2016 is off to a rocky start and some economists are predicting a recession. Over the first two weeks of the year, the markets are trading down over eight percent. Chinese stocks have dropped more than 20 percent and have entered into bear-market territory. As the second-largest economy behind the United States, a slump of this nature will have an indisputable effect. Regardless of the direct fiscal impact to the U.S., the volatility in China will continue to send ripples through the global economy.recession-blog-photo

The dramatic decline in oil prices will also play a large role in the instability of the US economy. The price per barrel has dropped below $30; a 12-year low. The past year has seen prices plummet nearly 39 percent and almost 17 percent in just the past month. This has certainly been met with glee by consumers, as the price at the pump has dropped below an average of two dollars nationwide. However, the players on the world stage aren’t nearly as elated. China’s woes have further exasperated the market while oil producing states, such as Saudi Arabia and Russia, have seen dramatic declines in profits. Many smaller fracking and energy companies in the U.S. may be forced to shut down as well.

Furthermore, the fiscal policy of the Federal Reserve has amplified volatility. Continued tightening of monetary policy will reinforce the dollar’s strength and weaken U.S. exports. In turn, this could negatively impact the manufacturing sector, which represents over 12 percent of the U.S. GDP, and nearly nine percent of total employment (in 2013). Many news outlets have cited a December Citi Research report projecting the likelihood of a recession in 2016 at 65 percent, the highest odds in several years.

As the economy continues to foster uncertainty and instability, I am advising many of my clients to begin taking steps to protect themselves against a potential recession by years end. Here are four industry tips to get you started.

1. Evaluate Existing Contracts
•  Review in detail all your current and proposed equipment maintenance and service contracts. Be sure all maintenance and service agreements have significant returns on investment. Don’t simply allow contracts to roll over; instead negotiate for the best terms possible.
•  Evaluate your gas and electric generation contracts. Be knowledgeable on the current state of the market. It is extremely likely there has been a dramatic shift in market conditions since your last contract.
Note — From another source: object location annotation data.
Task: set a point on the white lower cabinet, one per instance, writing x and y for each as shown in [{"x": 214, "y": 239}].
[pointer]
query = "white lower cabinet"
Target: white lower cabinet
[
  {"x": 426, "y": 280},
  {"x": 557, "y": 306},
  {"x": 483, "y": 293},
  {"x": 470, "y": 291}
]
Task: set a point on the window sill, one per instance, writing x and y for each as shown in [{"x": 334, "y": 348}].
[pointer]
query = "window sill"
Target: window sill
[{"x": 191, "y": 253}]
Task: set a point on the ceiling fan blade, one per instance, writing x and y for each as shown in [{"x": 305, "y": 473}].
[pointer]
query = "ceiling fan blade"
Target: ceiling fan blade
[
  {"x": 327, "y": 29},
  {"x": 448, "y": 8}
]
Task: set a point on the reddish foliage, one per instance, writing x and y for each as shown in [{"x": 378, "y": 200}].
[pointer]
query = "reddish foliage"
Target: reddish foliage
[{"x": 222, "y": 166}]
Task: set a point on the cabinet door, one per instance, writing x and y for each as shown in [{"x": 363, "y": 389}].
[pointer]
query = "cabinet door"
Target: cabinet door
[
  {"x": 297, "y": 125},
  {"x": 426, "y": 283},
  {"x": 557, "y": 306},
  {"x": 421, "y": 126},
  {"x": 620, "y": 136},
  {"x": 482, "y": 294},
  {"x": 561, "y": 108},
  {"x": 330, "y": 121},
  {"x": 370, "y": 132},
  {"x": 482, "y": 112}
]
Review with your energy advisor if you are uncertain on prevailing market value or contract terms.

2. Modify Behaviors: Little Changes Can Cause Big Savings
•  Turn off ancillary office machines and lighting when not in use.
•  Shut down non-essential equipment during down-time in production.
•  Evaluate facility energy systems to remove vampire power in standby mode.

3. Institute Controls and Energy Management Systems
•  Install a comprehensive controls platform and dashboard to enable you to monitor and manage your energy systems from one devise.
•  Mount sensors when possible to ensure systems such as lighting aren’t in perpetual use.
• Incorporate variable frequency drives (VFDs) on mechanical equipment to control the speed and energy output of motors.

4. Create a New Income Stream-Take advantage of the suite of utility rebates, tax incentives and financing structures that will increase your energy portfolio’s return on investment.
• Enroll in the “RIGHT” demand response program that will compensate you for curtailing energy usage at times when the grid is overly taxed.
• Talk to your advisor about maximizing energy related tax deductions (EPAct 179D) and capitalizing on accelerated depreciation.
• Take advantage of the many financing solutions available that provide immediate net savings for energy related projects. These are offered by many traditional banking institutions, Port Authorities, PACE financing agencies, and in the form of Energy Service Agreements (ESAs) by reputable energy planning companies.

The markets and the economy are cyclical. It is inevitable that we will have downturns and recessionary periods. We cannot predict what the next recession may look like, but we can take steps to lessen its effect. Working with an energy advisor, instituting long term energy management plans, and making low-to-no-cost investments, will better protect your business, resources and most importantly your wallet.